Cultural Oppositions and Jean Toomer
Jean Toomer’s Cane is a beautiful modernist text that captures the binaries that are most easily associated with Black literary lives of the early 20th century: The North versus the South and the rural laid against the urban. In its entirety, the work follows the trail of the Great Migration, starting South, heading North, and concluding in a liminal space that is in simultaneously neither and both location. The first section of the book focuses upon the trappings that situate the Southern landscape as a site of horror and oppression. The poem “Portrait in Georgia” calls up the spectre of lynching, and places it in conversation with images of inter and intra racial social violence, present in Blood-Burning Moon, Karintha and Becky. The Southern landscape is not entirely demonized; the poems “Song of the South” and “November Cotton Flower” hold glimpses of beauty.
The first section of this work has an interesting focus on both Black aesthetic beauty and the deconstruction of the Black body. Concerning beauty, Toomer presents an image of culturally normative beauty in his opening work, Karintha.

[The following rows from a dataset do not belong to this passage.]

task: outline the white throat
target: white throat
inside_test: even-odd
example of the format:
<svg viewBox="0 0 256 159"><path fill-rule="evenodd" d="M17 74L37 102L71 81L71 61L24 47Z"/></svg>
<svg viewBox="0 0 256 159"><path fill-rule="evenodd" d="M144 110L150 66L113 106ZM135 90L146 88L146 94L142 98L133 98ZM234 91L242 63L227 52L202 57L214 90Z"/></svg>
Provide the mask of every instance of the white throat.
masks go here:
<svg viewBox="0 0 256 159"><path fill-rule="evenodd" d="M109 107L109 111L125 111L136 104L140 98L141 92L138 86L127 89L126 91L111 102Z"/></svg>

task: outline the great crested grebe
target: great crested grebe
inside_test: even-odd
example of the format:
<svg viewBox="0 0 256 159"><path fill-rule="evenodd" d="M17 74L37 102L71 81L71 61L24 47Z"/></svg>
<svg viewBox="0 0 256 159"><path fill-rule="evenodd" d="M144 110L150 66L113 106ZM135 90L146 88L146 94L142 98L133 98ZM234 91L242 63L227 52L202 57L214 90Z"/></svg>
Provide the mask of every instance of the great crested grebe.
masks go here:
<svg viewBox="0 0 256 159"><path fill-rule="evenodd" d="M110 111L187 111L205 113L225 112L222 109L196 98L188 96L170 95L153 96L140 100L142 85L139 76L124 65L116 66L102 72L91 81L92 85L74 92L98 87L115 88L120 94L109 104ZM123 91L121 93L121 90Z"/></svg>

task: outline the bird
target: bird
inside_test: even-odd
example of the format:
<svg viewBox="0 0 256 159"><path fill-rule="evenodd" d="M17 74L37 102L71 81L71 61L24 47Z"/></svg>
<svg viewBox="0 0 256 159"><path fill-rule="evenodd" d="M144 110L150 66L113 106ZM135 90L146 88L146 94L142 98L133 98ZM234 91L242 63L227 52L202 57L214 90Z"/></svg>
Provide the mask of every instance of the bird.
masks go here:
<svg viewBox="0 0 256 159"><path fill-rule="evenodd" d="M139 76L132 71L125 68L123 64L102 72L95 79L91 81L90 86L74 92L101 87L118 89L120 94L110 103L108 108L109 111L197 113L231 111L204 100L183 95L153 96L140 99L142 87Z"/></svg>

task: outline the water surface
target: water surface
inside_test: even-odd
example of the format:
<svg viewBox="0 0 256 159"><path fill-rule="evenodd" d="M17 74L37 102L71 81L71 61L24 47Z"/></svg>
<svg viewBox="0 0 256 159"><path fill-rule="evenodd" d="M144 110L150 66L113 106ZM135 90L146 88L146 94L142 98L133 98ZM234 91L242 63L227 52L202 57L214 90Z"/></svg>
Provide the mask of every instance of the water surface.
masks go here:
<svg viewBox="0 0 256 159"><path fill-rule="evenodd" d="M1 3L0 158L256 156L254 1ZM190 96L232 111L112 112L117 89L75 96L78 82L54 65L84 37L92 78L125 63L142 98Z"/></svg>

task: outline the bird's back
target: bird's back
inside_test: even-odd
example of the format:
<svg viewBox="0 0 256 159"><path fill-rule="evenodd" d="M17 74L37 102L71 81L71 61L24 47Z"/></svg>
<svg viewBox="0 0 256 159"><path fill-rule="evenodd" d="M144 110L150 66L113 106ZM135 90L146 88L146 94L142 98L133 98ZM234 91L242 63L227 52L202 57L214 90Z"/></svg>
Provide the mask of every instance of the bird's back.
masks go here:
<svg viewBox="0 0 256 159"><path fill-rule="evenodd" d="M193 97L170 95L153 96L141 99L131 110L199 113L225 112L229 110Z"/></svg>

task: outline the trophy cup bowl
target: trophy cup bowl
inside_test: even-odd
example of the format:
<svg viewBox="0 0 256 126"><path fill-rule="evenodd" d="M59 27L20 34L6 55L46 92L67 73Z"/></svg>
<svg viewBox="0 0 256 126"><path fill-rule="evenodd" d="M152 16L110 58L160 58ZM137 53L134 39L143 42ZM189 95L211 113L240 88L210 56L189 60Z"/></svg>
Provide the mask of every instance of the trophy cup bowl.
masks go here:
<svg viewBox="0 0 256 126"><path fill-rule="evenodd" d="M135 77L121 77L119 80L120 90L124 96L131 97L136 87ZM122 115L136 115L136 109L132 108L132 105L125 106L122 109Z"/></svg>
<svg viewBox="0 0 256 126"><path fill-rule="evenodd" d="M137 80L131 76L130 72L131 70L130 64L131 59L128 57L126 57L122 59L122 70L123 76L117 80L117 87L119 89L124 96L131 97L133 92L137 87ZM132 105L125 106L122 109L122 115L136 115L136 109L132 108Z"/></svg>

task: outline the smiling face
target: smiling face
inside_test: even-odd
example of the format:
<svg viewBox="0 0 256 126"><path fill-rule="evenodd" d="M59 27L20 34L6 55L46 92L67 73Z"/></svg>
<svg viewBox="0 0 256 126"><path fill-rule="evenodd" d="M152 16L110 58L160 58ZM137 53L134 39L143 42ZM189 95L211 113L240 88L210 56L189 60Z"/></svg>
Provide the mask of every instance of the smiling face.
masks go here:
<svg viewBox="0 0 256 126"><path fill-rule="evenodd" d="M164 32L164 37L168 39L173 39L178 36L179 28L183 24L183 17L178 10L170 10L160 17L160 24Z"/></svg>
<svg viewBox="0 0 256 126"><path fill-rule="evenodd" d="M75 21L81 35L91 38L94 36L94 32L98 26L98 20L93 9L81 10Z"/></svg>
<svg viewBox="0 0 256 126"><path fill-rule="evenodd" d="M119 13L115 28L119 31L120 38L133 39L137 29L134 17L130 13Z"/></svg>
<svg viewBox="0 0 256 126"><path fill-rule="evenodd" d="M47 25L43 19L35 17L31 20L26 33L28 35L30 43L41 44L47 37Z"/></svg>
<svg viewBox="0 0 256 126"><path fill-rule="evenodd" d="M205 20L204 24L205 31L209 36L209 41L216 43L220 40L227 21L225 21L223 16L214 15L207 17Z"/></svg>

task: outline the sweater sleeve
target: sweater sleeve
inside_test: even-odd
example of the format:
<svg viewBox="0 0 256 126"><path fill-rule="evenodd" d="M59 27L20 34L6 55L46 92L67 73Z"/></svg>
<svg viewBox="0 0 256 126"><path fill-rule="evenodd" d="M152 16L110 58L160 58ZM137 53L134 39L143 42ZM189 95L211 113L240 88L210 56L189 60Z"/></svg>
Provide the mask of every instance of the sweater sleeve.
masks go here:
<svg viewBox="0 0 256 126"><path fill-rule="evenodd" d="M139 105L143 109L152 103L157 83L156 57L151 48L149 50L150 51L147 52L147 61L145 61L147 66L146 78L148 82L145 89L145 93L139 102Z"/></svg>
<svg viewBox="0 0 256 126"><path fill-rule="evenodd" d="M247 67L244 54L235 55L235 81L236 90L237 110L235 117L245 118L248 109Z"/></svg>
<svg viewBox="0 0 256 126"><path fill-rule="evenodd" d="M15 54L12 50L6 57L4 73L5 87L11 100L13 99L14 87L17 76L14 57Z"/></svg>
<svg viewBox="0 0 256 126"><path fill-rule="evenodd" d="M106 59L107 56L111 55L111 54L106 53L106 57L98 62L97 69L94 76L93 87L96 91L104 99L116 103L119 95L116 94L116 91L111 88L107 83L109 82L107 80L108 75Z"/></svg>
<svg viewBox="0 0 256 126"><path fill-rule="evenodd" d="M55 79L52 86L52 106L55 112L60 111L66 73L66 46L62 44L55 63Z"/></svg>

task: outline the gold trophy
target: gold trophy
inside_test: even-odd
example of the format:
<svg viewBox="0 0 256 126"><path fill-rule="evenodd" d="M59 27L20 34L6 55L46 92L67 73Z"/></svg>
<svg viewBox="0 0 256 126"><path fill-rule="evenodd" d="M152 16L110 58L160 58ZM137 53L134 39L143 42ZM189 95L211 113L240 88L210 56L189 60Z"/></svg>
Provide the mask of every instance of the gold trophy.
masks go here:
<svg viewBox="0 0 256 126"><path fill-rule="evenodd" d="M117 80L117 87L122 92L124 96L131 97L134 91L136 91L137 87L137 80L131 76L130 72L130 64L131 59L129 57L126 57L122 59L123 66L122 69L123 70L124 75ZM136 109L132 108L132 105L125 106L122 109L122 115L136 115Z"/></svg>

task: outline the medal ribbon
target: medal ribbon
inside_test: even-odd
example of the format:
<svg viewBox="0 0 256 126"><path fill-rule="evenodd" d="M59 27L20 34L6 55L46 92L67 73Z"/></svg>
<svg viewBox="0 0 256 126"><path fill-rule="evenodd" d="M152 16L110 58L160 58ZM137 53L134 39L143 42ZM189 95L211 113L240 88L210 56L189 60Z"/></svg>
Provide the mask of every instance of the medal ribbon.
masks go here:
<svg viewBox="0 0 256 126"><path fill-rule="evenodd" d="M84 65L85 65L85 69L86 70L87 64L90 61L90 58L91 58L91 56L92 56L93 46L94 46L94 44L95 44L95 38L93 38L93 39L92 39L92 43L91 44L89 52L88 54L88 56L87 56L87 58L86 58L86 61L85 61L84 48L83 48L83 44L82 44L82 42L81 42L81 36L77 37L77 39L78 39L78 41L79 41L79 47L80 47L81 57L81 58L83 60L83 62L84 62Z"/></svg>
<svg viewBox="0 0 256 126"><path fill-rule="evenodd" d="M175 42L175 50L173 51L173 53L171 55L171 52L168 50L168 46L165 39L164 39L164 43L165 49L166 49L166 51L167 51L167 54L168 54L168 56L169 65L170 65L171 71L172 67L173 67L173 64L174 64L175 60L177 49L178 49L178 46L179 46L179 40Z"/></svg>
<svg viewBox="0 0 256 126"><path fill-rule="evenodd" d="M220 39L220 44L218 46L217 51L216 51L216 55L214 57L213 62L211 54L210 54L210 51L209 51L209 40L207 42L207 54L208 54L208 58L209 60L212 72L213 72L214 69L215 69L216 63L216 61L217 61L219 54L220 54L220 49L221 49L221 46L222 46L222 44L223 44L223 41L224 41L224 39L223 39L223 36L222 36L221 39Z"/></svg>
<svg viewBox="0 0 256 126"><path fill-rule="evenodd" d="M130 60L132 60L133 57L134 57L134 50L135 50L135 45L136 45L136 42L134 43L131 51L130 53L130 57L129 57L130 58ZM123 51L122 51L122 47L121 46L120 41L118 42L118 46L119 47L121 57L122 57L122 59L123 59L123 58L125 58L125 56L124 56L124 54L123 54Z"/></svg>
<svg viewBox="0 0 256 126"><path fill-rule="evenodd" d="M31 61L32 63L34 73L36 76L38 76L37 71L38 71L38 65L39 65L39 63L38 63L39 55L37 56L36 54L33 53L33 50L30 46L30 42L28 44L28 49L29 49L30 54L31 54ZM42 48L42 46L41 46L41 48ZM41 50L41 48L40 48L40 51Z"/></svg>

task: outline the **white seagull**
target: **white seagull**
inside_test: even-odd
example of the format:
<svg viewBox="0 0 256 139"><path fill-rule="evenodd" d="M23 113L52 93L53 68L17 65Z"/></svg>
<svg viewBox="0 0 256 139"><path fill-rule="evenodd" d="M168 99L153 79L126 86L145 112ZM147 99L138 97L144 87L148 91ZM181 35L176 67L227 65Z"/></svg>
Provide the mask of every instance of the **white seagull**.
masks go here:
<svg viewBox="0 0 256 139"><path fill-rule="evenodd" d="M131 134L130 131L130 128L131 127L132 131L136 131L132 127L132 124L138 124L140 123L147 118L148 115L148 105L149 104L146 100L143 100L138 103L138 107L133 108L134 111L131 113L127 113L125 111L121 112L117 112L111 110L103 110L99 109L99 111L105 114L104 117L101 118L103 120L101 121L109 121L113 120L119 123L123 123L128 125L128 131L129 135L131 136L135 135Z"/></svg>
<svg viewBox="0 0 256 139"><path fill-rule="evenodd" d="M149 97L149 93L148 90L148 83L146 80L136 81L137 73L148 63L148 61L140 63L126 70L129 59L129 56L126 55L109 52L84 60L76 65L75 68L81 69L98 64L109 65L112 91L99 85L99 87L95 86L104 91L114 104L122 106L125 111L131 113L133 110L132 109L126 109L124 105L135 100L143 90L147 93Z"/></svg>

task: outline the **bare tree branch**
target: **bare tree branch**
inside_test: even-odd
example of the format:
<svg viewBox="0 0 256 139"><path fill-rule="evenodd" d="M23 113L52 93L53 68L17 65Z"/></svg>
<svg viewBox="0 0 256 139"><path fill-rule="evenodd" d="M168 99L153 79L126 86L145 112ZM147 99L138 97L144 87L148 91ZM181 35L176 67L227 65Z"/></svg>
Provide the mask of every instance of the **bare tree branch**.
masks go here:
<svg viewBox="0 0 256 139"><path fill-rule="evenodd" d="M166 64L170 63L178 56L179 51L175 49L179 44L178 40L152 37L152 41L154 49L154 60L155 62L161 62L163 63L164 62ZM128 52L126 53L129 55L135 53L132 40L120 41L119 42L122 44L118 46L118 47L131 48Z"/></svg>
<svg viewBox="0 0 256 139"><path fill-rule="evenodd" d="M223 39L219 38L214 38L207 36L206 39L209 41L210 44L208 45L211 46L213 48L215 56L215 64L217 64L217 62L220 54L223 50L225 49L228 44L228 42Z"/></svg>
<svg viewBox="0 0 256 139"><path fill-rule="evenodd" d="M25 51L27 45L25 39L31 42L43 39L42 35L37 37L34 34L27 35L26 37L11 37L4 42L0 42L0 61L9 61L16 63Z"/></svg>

The entire piece serves as a tragic homage to her beauty and her youth and innocence stripped to carelessly from her, but her beauty is constructed around the images of “skin like the dusk” and the ways of the folk. Carma, who is presented within her self titled short story, is presented as strong and capable as well as beautiful. Sadly, however, the strengths of these women were presented as vehicles that lead to their individual tragedies. The destructive power of feminine strength is tied within the concepts of deconstruction of the body within this section. The image of smoldering sawdust serves as a continual backdrop to the multiple bodies this section presents that are burned, broken, and dismembered in a physical or metaphoric sense.
The second section of Toomer’s work examines the city, and presents the image as gritty, a potentially degrading influence, and a site for both creation and destruction. The opening work of this section Seventh Street invokes the images of speed, movement, and restless migration. A sensuality of musicality rides along the prose of this section, most evident in the opening poem in Seventh Street and “Her Lips are Copper Wire”. Both Bona and Paul and Box Seat present the problematic nature of social control, racialized representations of love, and the isolating nature of the urban.
The third section of the work calls to DuBois through the bars of the prose, marking the Black literary imagination upon the image of the isolated educator within a liminal landscape and the situation of being uprooted from home and the land on which one is born.
Toomer’s Cane is nothing but a work of beauty. It situates the location based binaries of the cultural and national landscape within the complexity of Black life, love and sorrow. It is nothing short of breathtaking.